W Psałterzu puławskim z końca XV wieku czytamy: Y napomyna wszystek lyud wyerny grzechom rozdrzeszony (zwróćmy uwagę na składnię grzechom rozdrzeszony zamiast z grzechów rozdrzeszony).
Nieznany autor polskiego przekładu Księgi psalmów użył – jak widać – imiesłowu przymiotnikowego rozdrzeszony zamiast rozrzeszony...
Z kolei w Liście ręką Boga pisanego (odpis z 1521 r.) pojawiła się forma imiesłowowa rozdrzeszon: który człowiek wiele grzechów udziela jako wody i piasku w morzu i na polu trawy i liścia na drzewie, będzie z tych rozdrzeszon. Rzecz jasna, czasowniki rozdrzeszyć i rozdrzeszać, o których wspomina się we wspomnianym Słowniku języka polskiego (s. 597), również znaczyły ‘uwolnić, uwalniać’.
Niewykluczone, że mówiąc tak i pisząc, nasi przodkowie w wiekach XV/XVI – XIX odwoływali się opacznie do czasowników rozdrzaźnić, rozdrzaźniać (wariant poprawnych rozdrażnić, rozdrażniać) i rozdrzemać się (‘drzemać, rozespać się’), słusznie – jak widać – zawierających d.
Na tym jednak nie koniec samowoli słowotwórczej użytkowników dawnej polszczyzny. Kiedy o rzeszeniu (‘wiązaniu’) i rozrzeszaniu (‘uwalnianiu’) na dobre zapomniano i mało kto już kogo rozrzeszał lub rozdrzeszał, czyli darował karę, nieoczekiwanie pojawiło się w obiegu słowo rozgrzeszyć (z literą i głoską g). Po prostu ów czasownik zaczęto kojarzyć z ‘grzechem’.

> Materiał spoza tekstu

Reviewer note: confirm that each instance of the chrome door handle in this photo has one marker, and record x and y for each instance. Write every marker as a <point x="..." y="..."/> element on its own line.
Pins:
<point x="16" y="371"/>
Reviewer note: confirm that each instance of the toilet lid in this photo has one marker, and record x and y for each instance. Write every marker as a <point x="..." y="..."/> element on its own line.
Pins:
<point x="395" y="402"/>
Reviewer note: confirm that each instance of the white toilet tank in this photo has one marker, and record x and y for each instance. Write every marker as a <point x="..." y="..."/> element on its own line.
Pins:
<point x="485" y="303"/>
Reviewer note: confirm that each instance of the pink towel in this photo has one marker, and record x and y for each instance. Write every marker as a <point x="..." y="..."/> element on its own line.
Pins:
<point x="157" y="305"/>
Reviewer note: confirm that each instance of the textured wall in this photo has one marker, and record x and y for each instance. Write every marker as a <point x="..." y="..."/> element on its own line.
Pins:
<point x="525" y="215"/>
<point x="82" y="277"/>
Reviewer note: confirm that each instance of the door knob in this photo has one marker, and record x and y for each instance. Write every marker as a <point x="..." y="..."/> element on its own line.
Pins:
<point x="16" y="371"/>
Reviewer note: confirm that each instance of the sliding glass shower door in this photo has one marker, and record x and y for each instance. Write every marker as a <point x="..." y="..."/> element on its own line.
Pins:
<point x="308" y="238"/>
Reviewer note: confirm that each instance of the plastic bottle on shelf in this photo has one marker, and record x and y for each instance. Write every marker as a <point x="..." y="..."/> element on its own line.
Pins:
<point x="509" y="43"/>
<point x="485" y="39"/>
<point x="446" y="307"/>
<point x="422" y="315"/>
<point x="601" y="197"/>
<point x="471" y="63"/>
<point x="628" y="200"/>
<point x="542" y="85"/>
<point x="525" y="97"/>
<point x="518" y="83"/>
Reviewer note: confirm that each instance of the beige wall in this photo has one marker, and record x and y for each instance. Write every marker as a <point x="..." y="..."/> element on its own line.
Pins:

Zamiast rozrzeszyć czy rozdrzeszyć z grzechów, zaczęto mówić i pisać rozgrzeszyć (wyrażenie z grzechów stało się zbyteczne, ale owo g przeszło do drugiej formy bezokolicznikowej i wyparło z niej głoskę i literę d).
Tymczasem owo rozgrzeszyć było tak samo nieuzasadnione etymologicznie i słowotwórczo jak rozdrzeszyć. Za jedynie poprawny – co pokazałem – powinien bowiem uchodzić czasownik rozrzeszyć, rozrzeszać. A jednak rozgrzeszyć wygrało...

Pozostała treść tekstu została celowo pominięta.